There is also a return of knowledge. One of the most important advantages of putting a free program on the market is that it can learn from its users. To begin with, because a lot of people are using the Metrica Sports software for other sports, with examples on the net of it being used for cricket, ice hockey and even polo. This is a phenomenon that Metrica had already observed before by sharing anonymous match data for free and studying the new functionalities and ideas emerging from analysts who had the talent but not the access to data.

This tool has also been a revolution for scouting. Metrica has received requests from clients asking for videos of matches involving a player who has been producing interesting stats in order to use the software to obtain “context” data, i.e. how the player moves in relation to opponents, their maximum speed, physical load, metres travelled at high intensity per game, and so on. This is a significant amount of detail that was not so easy to detect accurately by eye alone.

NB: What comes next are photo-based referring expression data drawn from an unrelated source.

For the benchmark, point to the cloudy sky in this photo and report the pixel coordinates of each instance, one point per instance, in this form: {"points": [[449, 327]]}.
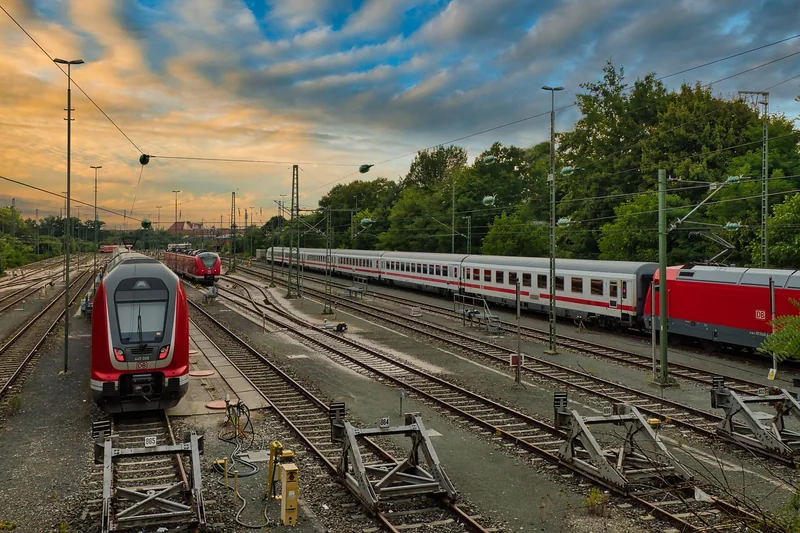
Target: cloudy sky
{"points": [[330, 84]]}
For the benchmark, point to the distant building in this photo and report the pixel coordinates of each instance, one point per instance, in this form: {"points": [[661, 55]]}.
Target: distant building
{"points": [[187, 228]]}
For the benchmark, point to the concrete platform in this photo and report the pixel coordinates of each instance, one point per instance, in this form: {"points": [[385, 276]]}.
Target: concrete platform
{"points": [[206, 389]]}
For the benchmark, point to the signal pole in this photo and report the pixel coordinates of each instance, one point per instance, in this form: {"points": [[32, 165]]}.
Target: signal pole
{"points": [[662, 274], [294, 237], [67, 240], [94, 253]]}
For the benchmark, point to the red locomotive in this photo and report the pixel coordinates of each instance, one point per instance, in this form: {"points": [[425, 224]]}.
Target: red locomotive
{"points": [[725, 305], [140, 336], [198, 265]]}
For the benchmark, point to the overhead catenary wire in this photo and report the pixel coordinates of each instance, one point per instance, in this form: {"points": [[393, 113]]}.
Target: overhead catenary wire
{"points": [[567, 106], [45, 52], [63, 197]]}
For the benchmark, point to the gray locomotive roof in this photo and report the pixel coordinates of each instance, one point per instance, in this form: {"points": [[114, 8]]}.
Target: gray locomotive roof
{"points": [[420, 256], [359, 253], [615, 267], [139, 265], [740, 275]]}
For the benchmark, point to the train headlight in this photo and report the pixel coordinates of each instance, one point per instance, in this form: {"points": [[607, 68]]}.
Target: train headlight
{"points": [[164, 352]]}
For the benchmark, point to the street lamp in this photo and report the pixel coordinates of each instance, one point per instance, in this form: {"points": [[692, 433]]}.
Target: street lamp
{"points": [[94, 254], [67, 241], [551, 178]]}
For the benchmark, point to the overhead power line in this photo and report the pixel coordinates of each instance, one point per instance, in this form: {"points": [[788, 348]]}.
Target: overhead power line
{"points": [[567, 106], [73, 79], [262, 161], [35, 188]]}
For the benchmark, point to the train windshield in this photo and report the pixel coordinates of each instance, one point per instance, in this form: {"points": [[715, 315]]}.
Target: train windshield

A report on a player will always require a subjective assessment based on knowledge from human experience, but now scouts will be able to enrich their analysis with a much more complete and above all accurate view of a player’s characteristics. It also opens the door for retrospective studies. A club that has recorded all the matches played by a successful player that has come out of its academy can obtain all of that player’s data using this software and work out when he or she started to stand out. Youth selection and promotion processes will have fewer margins for error.

As technological advances allow for it, the ultimate goal of these tools is to provide data in real time, so this information can revolutionise the game. Improved technology will also permit greater accuracy in the identification of players following automatic detection, something that still requires certain manual corrections today. However, the most important medium term goal is the universalisation of the algorithm, i.e. to make software that analyses data according to predetermined criteria of a team’s style of play available to all, in such a way that a group of friends can have a kick-around in the park and then use a computer to extract the data and reach conclusions and indications based on the criteria of any famous coach they choose. The ideas of the most brilliant minds in the history of football will be at the service of any footballer who wants to improve their game.

Artificial Intelligence is far from being able to replace or even replicate human intelligence, but it can increase human potential. Key decisions can now be made much earlier. In more ambiguous aspects, there will be fewer doubts. Once these technological advances have been applied to football from the grassroots up, the quality of this sport will be boosted at all levels.